The competitive five-year grant worth than $610,000 for outstanding young faculty will support Wang’s research as he explores the potential of a novel 2D class of materials known as MXenes (pronounced max-eens). A known pioneer in developing new methods for manufacturing materials with atomic-scale precision through both additive and subtractive processes.

MXenes, which were first created a little more than a decade ago, possess exceptional characteristics such as high electrical conductivity and strong photothermal capabilities to convert light into heat. Made of transition metals like titanium carbide, MXenes are only a few nanometers in thickness, equivalent to just a few layers of atoms. MXenes are used today in energy storage, desalination and soft robotics, but they hold great potential for more applications with improvements to the fabrication process.

The work associated with the grant will largely focus on two objectives, fabricating pure MXenes without defects and then characterizing those materials.

“We have a well-established method to produce MXene flakes, but we don’t know the limitations and full potential of the material,” Wang said. “Our goal is to investigate the intrinsic properties of MXenes and work toward fabricating a perfect and pristine material without defects. With a pure MXene, we can understand its theoretical limitations and potential applications.”

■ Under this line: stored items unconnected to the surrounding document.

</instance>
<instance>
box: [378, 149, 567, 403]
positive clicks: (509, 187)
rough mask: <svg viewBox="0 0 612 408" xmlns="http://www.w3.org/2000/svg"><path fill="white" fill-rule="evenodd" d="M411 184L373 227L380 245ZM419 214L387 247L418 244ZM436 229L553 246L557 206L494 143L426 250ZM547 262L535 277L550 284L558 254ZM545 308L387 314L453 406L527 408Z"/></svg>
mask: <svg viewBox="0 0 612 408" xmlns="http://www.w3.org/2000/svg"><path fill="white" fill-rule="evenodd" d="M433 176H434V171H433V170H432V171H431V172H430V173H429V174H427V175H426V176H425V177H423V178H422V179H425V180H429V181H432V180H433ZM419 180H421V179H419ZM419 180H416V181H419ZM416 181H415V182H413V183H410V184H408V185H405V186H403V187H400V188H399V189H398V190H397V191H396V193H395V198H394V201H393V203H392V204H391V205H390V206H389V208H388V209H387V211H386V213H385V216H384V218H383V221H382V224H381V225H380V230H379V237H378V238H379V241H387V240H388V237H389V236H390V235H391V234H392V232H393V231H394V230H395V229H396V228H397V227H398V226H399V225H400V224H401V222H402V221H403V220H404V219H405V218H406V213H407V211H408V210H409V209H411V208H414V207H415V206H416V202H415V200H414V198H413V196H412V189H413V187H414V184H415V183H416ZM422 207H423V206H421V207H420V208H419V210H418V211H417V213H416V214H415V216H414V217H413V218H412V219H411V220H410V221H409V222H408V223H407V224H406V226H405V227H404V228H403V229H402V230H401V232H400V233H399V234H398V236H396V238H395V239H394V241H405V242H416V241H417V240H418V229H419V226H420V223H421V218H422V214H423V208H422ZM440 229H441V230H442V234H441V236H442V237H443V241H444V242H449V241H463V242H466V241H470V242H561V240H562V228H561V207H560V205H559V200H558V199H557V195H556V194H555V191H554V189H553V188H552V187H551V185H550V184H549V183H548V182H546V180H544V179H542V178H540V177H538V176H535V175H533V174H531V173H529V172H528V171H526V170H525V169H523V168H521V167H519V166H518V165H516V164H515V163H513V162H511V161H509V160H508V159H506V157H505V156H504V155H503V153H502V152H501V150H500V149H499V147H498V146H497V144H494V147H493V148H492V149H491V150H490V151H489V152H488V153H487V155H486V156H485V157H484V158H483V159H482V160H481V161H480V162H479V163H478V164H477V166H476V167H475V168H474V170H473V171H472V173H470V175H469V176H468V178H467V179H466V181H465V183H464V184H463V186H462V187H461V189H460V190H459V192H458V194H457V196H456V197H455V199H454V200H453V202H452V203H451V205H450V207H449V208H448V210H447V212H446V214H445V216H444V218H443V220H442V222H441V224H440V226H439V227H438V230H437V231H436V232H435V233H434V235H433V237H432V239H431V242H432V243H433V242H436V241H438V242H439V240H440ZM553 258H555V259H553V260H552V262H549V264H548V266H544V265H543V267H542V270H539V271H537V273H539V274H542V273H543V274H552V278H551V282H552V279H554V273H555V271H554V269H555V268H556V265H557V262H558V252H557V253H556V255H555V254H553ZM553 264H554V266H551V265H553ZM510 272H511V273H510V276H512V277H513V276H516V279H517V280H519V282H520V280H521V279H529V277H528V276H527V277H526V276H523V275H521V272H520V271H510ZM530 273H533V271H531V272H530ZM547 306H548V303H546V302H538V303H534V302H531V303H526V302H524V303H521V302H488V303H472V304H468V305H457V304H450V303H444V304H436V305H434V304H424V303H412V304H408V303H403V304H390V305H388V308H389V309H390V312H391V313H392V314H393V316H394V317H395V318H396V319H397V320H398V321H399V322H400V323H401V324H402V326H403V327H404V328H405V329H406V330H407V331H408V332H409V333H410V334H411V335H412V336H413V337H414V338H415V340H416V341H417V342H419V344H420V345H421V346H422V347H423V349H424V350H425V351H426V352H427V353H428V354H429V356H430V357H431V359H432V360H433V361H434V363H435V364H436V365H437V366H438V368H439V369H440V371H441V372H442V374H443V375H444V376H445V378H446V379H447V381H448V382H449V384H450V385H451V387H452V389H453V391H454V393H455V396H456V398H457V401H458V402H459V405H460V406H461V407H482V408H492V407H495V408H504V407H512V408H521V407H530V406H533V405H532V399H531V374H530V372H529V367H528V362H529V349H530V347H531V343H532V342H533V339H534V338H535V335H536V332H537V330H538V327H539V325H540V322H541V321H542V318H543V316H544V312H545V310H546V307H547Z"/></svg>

Currently, MXenes are typically made by soaking a metal compound powder in a strong acid, which removes interlayer atoms. Then, ultrasonic energy exfoliates the layered structures, leaving behind flakes, which are stacked to create thin films. This process produces high-quality materials, but they are not perfect. When working on the scale of individual atoms, it is extremely difficult to produce pristine MXene materials: The process may leave behind defects or unintentional functional groups on the surface that limit the material’s capabilities.

The alternative fabrication process Wang’s lab proposes is chemical vapor deposition, which uses gas and heat to grow a thin layer of MXenes in larger-sized flakes. Then, researchers can use a technique called atomic layer etching to remove or replace individual surface functional groups.

“If we can achieve as close to a pristine MXene as possible, we can easily imagine a significant enhancement in all related applications,” Wang said. “Maybe in the next 10 to 20 years, these understandings will turn into applications we can’t envision now. I am excited to work toward that future and explore the scientific and fundamental unknowns about MXenes that need to be answered first.”